IL-35 alleviates ferroptosis in macrophage by activating the NRF2/GPX4 pathway to improve sepsis-induced ARDS.
Summary
In LPS-driven macrophages and a murine cecal ligation and puncture model, IL-35 shifted macrophage polarization away from M1 toward M2, activated NRF2/GPX4 signaling, and reduced ferroptosis. NRF2 inhibition abrogated these effects. Co-culture with IL-35–conditioned macrophages reduced apoptosis in lung epithelial cells and increased IL-10, suggesting an immunometabolic mechanism for mitigating sepsis-induced ARDS.
Key Findings
- IL-35 inhibits LPS-induced M1 polarization and promotes M2 phenotype in macrophages (RAW264.7 and BMDMs).

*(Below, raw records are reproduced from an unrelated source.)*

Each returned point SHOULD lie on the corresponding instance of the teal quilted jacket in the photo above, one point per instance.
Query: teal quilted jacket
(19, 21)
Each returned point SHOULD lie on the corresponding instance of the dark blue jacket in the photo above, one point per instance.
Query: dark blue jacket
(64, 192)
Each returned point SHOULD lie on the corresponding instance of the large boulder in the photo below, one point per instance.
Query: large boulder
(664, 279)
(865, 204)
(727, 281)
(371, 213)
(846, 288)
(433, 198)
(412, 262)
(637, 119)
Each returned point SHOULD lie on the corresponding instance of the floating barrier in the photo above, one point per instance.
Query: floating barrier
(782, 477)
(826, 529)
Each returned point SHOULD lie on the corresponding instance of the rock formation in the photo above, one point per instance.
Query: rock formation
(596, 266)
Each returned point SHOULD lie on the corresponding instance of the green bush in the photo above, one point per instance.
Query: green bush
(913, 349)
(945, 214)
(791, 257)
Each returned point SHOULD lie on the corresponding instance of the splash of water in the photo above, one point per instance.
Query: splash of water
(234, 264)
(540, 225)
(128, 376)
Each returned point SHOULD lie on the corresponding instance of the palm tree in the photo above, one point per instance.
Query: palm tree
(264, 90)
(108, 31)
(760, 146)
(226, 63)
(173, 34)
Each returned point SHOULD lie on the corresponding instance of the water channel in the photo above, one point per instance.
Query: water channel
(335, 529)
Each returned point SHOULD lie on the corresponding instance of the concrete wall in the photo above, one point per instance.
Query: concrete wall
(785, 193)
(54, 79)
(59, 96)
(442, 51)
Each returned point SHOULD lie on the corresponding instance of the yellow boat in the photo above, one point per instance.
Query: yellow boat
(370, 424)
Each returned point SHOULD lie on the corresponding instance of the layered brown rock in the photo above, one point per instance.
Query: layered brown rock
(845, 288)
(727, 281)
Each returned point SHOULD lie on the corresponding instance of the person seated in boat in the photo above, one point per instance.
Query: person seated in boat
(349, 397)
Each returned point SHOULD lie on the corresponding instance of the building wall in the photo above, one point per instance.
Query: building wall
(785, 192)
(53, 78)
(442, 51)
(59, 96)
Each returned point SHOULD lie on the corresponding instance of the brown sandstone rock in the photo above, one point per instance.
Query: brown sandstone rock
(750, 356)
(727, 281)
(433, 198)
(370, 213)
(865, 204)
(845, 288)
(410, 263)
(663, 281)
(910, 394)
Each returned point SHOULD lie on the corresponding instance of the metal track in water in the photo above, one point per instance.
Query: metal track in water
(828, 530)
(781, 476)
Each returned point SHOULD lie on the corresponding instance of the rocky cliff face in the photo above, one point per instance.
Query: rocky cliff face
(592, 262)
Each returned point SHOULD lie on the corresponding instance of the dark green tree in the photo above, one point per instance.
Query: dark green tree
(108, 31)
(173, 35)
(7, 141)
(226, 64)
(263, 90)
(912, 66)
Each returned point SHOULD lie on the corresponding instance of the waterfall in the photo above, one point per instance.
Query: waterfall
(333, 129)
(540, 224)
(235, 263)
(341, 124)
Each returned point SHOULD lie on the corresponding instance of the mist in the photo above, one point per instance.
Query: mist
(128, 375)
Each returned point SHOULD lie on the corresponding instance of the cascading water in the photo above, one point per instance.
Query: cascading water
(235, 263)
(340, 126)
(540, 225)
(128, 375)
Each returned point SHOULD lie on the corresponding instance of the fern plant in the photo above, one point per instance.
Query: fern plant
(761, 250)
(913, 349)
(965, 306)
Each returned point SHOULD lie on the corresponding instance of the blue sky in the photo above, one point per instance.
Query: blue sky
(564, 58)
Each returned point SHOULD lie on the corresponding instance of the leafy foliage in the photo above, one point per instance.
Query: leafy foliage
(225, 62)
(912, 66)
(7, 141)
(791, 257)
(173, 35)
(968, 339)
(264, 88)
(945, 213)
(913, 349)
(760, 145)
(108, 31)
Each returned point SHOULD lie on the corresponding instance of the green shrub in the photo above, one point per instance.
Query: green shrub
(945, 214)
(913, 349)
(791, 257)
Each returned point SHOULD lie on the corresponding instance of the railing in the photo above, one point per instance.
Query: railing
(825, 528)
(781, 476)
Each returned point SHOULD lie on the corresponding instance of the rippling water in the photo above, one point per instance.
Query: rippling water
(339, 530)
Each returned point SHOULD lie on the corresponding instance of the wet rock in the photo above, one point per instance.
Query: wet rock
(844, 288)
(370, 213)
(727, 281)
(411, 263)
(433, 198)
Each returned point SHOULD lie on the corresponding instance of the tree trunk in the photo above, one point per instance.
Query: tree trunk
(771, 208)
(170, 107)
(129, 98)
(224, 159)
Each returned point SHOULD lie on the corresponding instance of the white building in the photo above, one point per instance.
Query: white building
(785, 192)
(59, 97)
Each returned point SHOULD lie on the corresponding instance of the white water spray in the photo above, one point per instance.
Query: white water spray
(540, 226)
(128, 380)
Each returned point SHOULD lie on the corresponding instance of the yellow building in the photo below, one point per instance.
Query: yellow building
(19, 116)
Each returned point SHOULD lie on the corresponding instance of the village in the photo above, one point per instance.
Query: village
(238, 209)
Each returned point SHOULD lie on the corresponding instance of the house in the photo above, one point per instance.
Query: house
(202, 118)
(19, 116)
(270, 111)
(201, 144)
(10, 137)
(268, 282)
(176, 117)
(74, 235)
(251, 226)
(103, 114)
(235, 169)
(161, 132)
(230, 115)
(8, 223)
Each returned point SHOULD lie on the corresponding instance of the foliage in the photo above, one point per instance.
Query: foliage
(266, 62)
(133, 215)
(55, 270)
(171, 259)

- IL-35 activates NRF2/GPX4 signaling and attenuates macrophage ferroptosis; NRF2 inhibition reverses these effects.
- In a CLP sepsis model, rIL-35 reduces lung injury and ferroptosis markers.
- Co-culture with IL-35–treated macrophages decreases apoptosis of MLE-12 epithelial cells and increases IL-10 expression.
Clinical Implications
While preclinical, IL-35 or strategies boosting NRF2/GPX4 could be explored to attenuate hyperinflammation and ferroptosis in sepsis-induced ARDS; biomarkers along this axis may guide patient selection.
Why It Matters
Identifies a novel, targetable axis (IL-35–NRF2/GPX4) linking macrophage polarization and ferroptosis to lung injury, opening avenues for precision immunotherapy in ARDS.
Limitations
- Preclinical study without human data; translational dosing, safety, and pharmacokinetics remain unknown
- Sample sizes and randomization/blinding details are not specified in the abstract
Future Directions
Validate IL-35/NRF2-GPX4 targeting in large-animal models and early-phase trials; define dosing, delivery, safety, and biomarkers for patient stratification.
Study Information
- Study Type
- Case-control
- Research Domain
- Pathophysiology
- Evidence Level
- V - Preclinical mechanistic experiments in cell lines and a murine CLP model; not clinical evidence.